Le concept de Cygne Noir a été créé Nassim Nicholas Taleb dans ses travaux sur le hasard, et popularisé par un best seller vendu à plus de 3 millions d’exemplaires. Taleb l’introduit comme suit : «Il y a deux classes de statistiques très distinctes. La première définit le Mediocristan, la seconde définit l’Extremistan.
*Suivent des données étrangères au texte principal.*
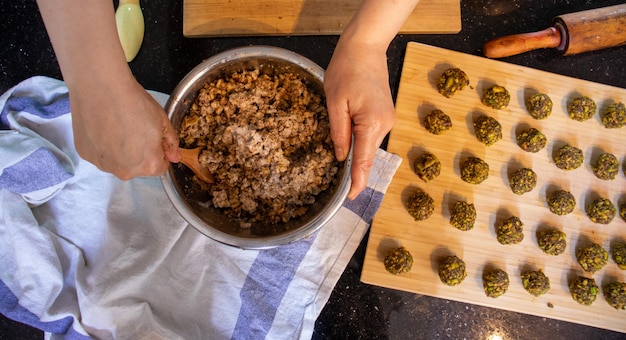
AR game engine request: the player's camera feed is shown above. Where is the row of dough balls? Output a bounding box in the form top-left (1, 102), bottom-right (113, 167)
top-left (436, 67), bottom-right (626, 128)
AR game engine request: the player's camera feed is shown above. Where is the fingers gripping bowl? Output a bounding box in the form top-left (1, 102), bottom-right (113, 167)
top-left (161, 46), bottom-right (352, 249)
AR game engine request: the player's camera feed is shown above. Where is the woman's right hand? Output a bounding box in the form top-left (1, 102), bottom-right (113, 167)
top-left (69, 75), bottom-right (181, 179)
top-left (37, 0), bottom-right (180, 180)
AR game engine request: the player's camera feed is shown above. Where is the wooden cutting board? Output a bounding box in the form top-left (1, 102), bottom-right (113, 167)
top-left (183, 0), bottom-right (460, 37)
top-left (361, 42), bottom-right (626, 333)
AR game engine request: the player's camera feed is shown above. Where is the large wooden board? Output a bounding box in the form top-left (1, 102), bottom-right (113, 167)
top-left (183, 0), bottom-right (460, 37)
top-left (361, 42), bottom-right (626, 333)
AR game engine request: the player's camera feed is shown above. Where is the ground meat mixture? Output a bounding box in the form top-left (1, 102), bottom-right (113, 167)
top-left (179, 69), bottom-right (338, 227)
top-left (526, 93), bottom-right (552, 120)
top-left (424, 109), bottom-right (452, 134)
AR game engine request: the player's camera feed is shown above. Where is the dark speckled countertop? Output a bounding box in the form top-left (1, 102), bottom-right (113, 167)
top-left (1, 0), bottom-right (625, 339)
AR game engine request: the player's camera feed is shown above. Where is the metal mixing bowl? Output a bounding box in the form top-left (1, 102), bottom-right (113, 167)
top-left (161, 46), bottom-right (351, 249)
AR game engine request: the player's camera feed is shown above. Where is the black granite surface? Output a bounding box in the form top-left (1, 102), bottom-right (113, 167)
top-left (1, 0), bottom-right (625, 339)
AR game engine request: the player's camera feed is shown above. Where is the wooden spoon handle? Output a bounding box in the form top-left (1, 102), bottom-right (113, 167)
top-left (179, 147), bottom-right (215, 183)
top-left (483, 27), bottom-right (562, 58)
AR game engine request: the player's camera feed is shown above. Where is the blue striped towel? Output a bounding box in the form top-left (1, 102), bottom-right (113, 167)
top-left (0, 76), bottom-right (401, 340)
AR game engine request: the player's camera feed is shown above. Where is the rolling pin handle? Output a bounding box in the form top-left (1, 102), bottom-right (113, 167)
top-left (483, 27), bottom-right (562, 58)
top-left (553, 21), bottom-right (569, 53)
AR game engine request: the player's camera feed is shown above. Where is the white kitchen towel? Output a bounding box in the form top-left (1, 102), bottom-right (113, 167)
top-left (0, 76), bottom-right (402, 340)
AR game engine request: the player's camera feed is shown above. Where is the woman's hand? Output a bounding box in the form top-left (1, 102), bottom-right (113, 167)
top-left (325, 0), bottom-right (420, 199)
top-left (70, 76), bottom-right (180, 179)
top-left (324, 42), bottom-right (396, 200)
top-left (37, 0), bottom-right (180, 180)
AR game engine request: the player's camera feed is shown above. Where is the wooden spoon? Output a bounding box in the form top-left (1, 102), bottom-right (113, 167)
top-left (179, 147), bottom-right (214, 183)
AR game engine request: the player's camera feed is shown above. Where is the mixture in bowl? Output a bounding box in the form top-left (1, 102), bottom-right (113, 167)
top-left (179, 69), bottom-right (339, 228)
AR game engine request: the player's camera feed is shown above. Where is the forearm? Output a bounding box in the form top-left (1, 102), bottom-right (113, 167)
top-left (325, 0), bottom-right (419, 198)
top-left (36, 0), bottom-right (133, 94)
top-left (36, 0), bottom-right (181, 178)
top-left (340, 0), bottom-right (421, 50)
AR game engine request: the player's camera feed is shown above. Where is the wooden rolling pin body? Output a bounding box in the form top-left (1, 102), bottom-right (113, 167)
top-left (484, 4), bottom-right (626, 58)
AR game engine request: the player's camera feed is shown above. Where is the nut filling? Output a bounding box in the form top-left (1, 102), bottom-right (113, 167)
top-left (576, 243), bottom-right (608, 273)
top-left (537, 229), bottom-right (567, 256)
top-left (179, 69), bottom-right (339, 228)
top-left (568, 96), bottom-right (597, 122)
top-left (424, 109), bottom-right (453, 135)
top-left (592, 152), bottom-right (619, 180)
top-left (601, 102), bottom-right (626, 128)
top-left (603, 282), bottom-right (626, 310)
top-left (438, 255), bottom-right (467, 286)
top-left (449, 201), bottom-right (476, 231)
top-left (483, 269), bottom-right (510, 298)
top-left (496, 216), bottom-right (524, 245)
top-left (481, 84), bottom-right (510, 109)
top-left (460, 157), bottom-right (489, 184)
top-left (414, 152), bottom-right (441, 182)
top-left (586, 198), bottom-right (616, 224)
top-left (384, 246), bottom-right (414, 275)
top-left (521, 270), bottom-right (550, 296)
top-left (613, 243), bottom-right (626, 270)
top-left (526, 93), bottom-right (553, 120)
top-left (553, 144), bottom-right (584, 170)
top-left (569, 276), bottom-right (599, 306)
top-left (406, 189), bottom-right (435, 221)
top-left (516, 127), bottom-right (547, 153)
top-left (436, 68), bottom-right (470, 98)
top-left (473, 115), bottom-right (502, 146)
top-left (509, 168), bottom-right (537, 195)
top-left (547, 190), bottom-right (576, 215)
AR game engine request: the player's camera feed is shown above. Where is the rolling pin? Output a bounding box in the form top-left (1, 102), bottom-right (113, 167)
top-left (483, 4), bottom-right (626, 58)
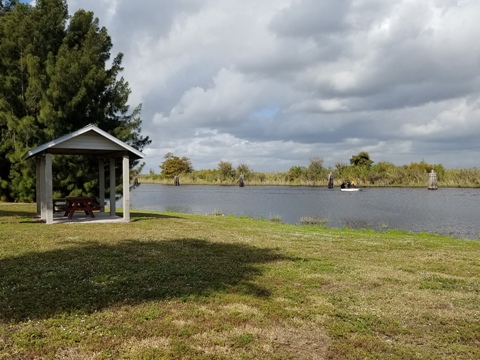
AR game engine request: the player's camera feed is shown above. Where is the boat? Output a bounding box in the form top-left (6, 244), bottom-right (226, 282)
top-left (340, 180), bottom-right (361, 192)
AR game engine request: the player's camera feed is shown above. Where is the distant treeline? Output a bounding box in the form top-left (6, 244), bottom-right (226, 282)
top-left (140, 153), bottom-right (480, 188)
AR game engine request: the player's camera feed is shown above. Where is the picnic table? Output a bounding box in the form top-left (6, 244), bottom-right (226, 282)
top-left (64, 196), bottom-right (101, 219)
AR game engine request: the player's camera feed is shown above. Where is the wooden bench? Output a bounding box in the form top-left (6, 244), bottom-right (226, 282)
top-left (53, 198), bottom-right (67, 213)
top-left (90, 198), bottom-right (102, 211)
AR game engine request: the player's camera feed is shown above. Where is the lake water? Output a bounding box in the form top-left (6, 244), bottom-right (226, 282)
top-left (123, 184), bottom-right (480, 239)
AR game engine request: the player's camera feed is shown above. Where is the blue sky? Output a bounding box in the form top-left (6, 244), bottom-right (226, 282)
top-left (25, 0), bottom-right (480, 171)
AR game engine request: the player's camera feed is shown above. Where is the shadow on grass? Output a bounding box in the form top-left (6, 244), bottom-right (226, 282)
top-left (0, 239), bottom-right (288, 321)
top-left (1, 208), bottom-right (181, 223)
top-left (0, 207), bottom-right (39, 224)
top-left (0, 209), bottom-right (36, 218)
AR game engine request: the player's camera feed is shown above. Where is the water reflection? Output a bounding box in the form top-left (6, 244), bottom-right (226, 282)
top-left (123, 184), bottom-right (480, 239)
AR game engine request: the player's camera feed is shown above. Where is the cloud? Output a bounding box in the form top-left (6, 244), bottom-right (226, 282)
top-left (66, 0), bottom-right (480, 171)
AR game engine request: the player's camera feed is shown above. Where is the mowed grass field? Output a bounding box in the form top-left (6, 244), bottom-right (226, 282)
top-left (0, 203), bottom-right (479, 359)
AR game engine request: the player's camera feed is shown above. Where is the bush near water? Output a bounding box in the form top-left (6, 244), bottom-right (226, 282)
top-left (144, 153), bottom-right (480, 187)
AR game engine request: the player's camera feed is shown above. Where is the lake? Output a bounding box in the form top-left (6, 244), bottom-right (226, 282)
top-left (122, 184), bottom-right (480, 239)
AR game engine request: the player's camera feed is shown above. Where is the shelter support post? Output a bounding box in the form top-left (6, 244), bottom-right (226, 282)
top-left (122, 155), bottom-right (130, 221)
top-left (40, 155), bottom-right (46, 221)
top-left (98, 159), bottom-right (105, 212)
top-left (109, 158), bottom-right (116, 216)
top-left (44, 153), bottom-right (53, 224)
top-left (36, 156), bottom-right (41, 217)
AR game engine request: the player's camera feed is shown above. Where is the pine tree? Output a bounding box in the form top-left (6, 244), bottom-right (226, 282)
top-left (0, 0), bottom-right (150, 201)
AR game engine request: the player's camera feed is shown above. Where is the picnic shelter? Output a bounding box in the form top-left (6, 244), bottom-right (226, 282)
top-left (22, 124), bottom-right (145, 224)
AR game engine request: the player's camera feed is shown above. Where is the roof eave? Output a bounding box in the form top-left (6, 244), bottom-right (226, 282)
top-left (22, 124), bottom-right (146, 160)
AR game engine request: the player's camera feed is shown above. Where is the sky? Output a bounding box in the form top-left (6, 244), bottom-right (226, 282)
top-left (33, 0), bottom-right (480, 171)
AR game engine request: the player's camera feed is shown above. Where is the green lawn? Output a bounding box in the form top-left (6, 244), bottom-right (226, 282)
top-left (1, 203), bottom-right (479, 359)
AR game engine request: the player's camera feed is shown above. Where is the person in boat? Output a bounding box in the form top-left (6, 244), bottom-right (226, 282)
top-left (340, 180), bottom-right (356, 188)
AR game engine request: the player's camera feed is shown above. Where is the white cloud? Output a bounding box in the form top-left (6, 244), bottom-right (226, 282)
top-left (402, 98), bottom-right (480, 138)
top-left (66, 0), bottom-right (480, 171)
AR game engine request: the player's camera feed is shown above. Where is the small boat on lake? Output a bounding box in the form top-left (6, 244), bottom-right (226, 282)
top-left (340, 180), bottom-right (360, 192)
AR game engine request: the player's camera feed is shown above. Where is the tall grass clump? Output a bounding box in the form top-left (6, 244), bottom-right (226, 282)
top-left (299, 216), bottom-right (328, 226)
top-left (269, 214), bottom-right (282, 222)
top-left (210, 209), bottom-right (224, 216)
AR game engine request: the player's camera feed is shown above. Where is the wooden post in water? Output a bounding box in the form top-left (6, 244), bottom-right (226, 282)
top-left (428, 170), bottom-right (437, 190)
top-left (328, 172), bottom-right (334, 189)
top-left (238, 174), bottom-right (244, 187)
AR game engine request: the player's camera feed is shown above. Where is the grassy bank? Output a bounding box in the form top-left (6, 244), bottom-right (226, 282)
top-left (1, 203), bottom-right (479, 359)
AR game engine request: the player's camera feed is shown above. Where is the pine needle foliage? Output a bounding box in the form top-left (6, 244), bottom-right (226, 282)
top-left (0, 0), bottom-right (150, 201)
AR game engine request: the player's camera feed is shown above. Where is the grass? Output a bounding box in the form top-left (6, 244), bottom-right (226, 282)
top-left (1, 203), bottom-right (479, 359)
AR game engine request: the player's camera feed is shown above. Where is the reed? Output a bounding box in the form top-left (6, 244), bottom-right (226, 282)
top-left (210, 209), bottom-right (224, 216)
top-left (299, 216), bottom-right (328, 226)
top-left (269, 214), bottom-right (282, 223)
top-left (139, 166), bottom-right (480, 188)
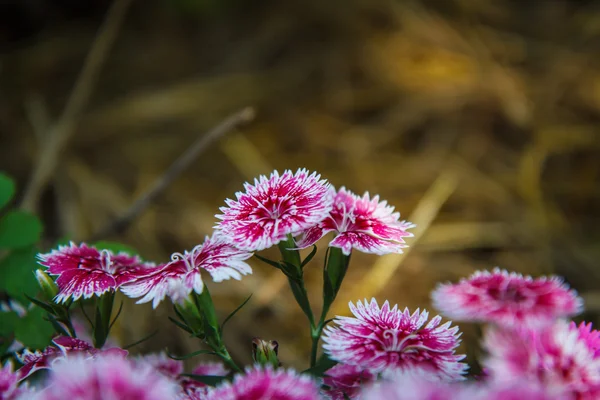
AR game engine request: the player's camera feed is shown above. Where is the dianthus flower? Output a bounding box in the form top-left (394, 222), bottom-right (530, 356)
top-left (34, 354), bottom-right (178, 400)
top-left (431, 268), bottom-right (582, 328)
top-left (215, 169), bottom-right (333, 251)
top-left (16, 336), bottom-right (126, 381)
top-left (477, 382), bottom-right (573, 400)
top-left (322, 299), bottom-right (467, 381)
top-left (121, 234), bottom-right (252, 308)
top-left (322, 364), bottom-right (375, 400)
top-left (482, 321), bottom-right (600, 399)
top-left (136, 353), bottom-right (229, 400)
top-left (360, 374), bottom-right (472, 400)
top-left (38, 242), bottom-right (153, 303)
top-left (180, 362), bottom-right (230, 400)
top-left (205, 366), bottom-right (320, 400)
top-left (296, 187), bottom-right (414, 255)
top-left (571, 321), bottom-right (600, 358)
top-left (1, 361), bottom-right (32, 400)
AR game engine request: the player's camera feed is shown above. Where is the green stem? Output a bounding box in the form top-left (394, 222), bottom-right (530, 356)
top-left (310, 323), bottom-right (323, 367)
top-left (216, 345), bottom-right (242, 373)
top-left (94, 291), bottom-right (115, 348)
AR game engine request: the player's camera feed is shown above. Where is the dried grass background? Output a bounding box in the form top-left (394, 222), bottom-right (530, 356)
top-left (2, 0), bottom-right (600, 369)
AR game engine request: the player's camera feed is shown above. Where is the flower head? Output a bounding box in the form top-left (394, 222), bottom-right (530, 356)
top-left (296, 187), bottom-right (414, 256)
top-left (121, 234), bottom-right (252, 308)
top-left (322, 299), bottom-right (467, 381)
top-left (137, 352), bottom-right (184, 378)
top-left (322, 364), bottom-right (375, 400)
top-left (205, 366), bottom-right (320, 400)
top-left (35, 354), bottom-right (178, 400)
top-left (571, 321), bottom-right (600, 358)
top-left (215, 169), bottom-right (333, 251)
top-left (431, 268), bottom-right (582, 328)
top-left (181, 362), bottom-right (230, 400)
top-left (477, 382), bottom-right (573, 400)
top-left (16, 336), bottom-right (126, 381)
top-left (482, 321), bottom-right (600, 399)
top-left (1, 361), bottom-right (31, 400)
top-left (38, 242), bottom-right (152, 303)
top-left (361, 374), bottom-right (472, 400)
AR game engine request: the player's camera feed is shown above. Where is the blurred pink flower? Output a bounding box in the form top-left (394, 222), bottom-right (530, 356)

Sans entrer dans les détails, au Mediocristan, des exceptions se produisent, mais ne elles portent pas à de grandes conséquences. Ajoutez la personne la plus lourde de la planète à un échantillon de 1’000 personnes, le poids total sera à peine changé. En Extremistan, des exceptions peuvent avoir un tout autre impact (et avec le temps, leur impact sera nécessairement gigantesque). Ajoutez Bill Gates à votre échantillon: la richesse totale peut augmenter d’un facteur 10’000. Dans le premier type, il s’agit de familles de «Gauss-Poisson», à longue traîne; dans le second de familles non linéaires, fractales ou mandelbrotiennes, à traîne épaisse. Mais il faut ajouter ici un problème épistémologique: il y a une catégorie « je ne connais pas », tout simplement parce que je ne connais pas grand chose de sa structure probabiliste ou du rôle de certains grands événements.»

Les Cygnes Noirs sont les événements inconnus, en Extremistan. Ils sont rares, très rares même, et imprévisibles. Mais à leur impact est énorme. Paradoxalement, nous avons tendance à les rationaliser après coup. La chute du mur de Berlin, les événements du 11 septembre, l’accident de Fukushima sont des exemples de Cygnes Noirs.

Le monde de l’entrepreneuriat high-tech est particulièrement bien décrit pas le concept de Taleb. Nous avons des centaines de start-up en Suisse, et il s’en créée des milliers dans le monde chaque année. Mais un faible nombre croît et survit. Un plus petit nombre va connaître un grand succès. En Suisse, citons Logitech, Swissquote ou Actelion. Mais s’il ne s’agissait que de cela, l’emploi du concept de Cygne Noir serait galvaudé.

Par contre, Google ou Apple sont deux cygnes noirs. L’ampleur du succès et de l’impact de ces deux ex-start-up était tout simplement imprévisible. De multiples ouvrages ont tenté de l’expliquer a posteriori. En vain, je crois. Apple pèse presque deux fois plus en bourse qu’aucune autre société. Steve Jobs, entrepreneur improbable, la créa en 1976 à l’âge de 21 ans et, plus incroyable encore, la sauva de la catastrophe par son retour en 1997. Quant à Google, lisez le récent ouvrage I’m Feeling Lucky, et vous comprendrez l’extraordinaire exceptionnalité des fondateurs Brin et Page. Google a moins de 15 ans, plus de 50’000 employés et près de $40B de chiffre d’affaires.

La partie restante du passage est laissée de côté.